Goma, Nord Kivu, RD Congo : Vue aérienne partielle de la ville de Goma.
© MONUSCO/Michael Ali

En République démocratique du Congo, l'administration pénitentiaire et les familles des détenus s'inquiètent des conditions de vie dans la prison de Goma. Construite à l'époque coloniale pour 150 prisonniers, elle en accueille aujourd'hui environ 1 800. En guise de solution, le chef de division de la justice du Nord-Kivu, Berthe Chekanabo, a demandé, mercredi 6 janvier, la réhabilitation de l'ancien bâtiment de la prison centrale de Munzenze.

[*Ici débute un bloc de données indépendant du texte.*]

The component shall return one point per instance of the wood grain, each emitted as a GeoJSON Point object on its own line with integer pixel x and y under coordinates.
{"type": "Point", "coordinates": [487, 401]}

« Je suis venue voir mon frère, ça fait sept mois qu'il est en prison et il n'est toujours pas passé depuis un juge », a déclaré une jeune femme. Comme ce prisonnier, 1 300 détenus sont en préventive sur un total de quelques 1 800. Combien d'innocents y a-t-il parmi eux, dénoncent des militants de la société civile. « Mais en admettant que la justice travaille plus vite, ça ne changerait pas le problème de surpopulation », explique un officiel.

« Nous faisons tout pour accélérer les procédures, de telle façon que ceux qui sont en prison pour des raisons de prévention, qui ne sont pas encore condamnés, puissent l’être rapidement, ou condamnés ou libérés, et ne maintenir en prison en tout cas que les grands criminels », a déclaré à RFI, Alexis Thambwe Mwamba, le ministre de la Justice.

Militaires, policiers, membres de groupes armés, coupeurs de route et simples détenus, tous vivent entassés. Des conditions de vie à la fois très dures et empreintes de violence.

Les criminels les plus endurcis font la loi

Il faut payer pour tout, se plaignent les familles : la nourriture, les soins, mais aussi payer d'autres détenus pour ne pas être maltraité et améliorer ses conditions de vie. Ce sont les criminels les plus endurcis qui font la loi.

« Mon frère est dans une cellule spéciale. Il a payé beaucoup d'argent pour ça. Les autres vivent dans des conditions horribles. Mais pour ça, on a dû payer 150 dollars », a expliqué une femme.

Douze fois trop de détenus

D'autres évoquent un droit d'entrée pour éviter les mauvais traitements. Une conséquence de la surpopulation admet un officiel.

« Avec le président de la République, nous sommes en train de mettre au point un programme d’urgence de réhabilitation d’un certain nombre de prisons centrales. Nous voyons également comment les provinces peuvent réhabiliter les prisons territoriales », a ajouté le Garde des Sceaux.

Il y a douze fois trop de détenus par rapport à la capacité d'accueil de la prison. Des activistes de la société civile dénoncent la passivité voire même la complicité de l'administration pénitencière.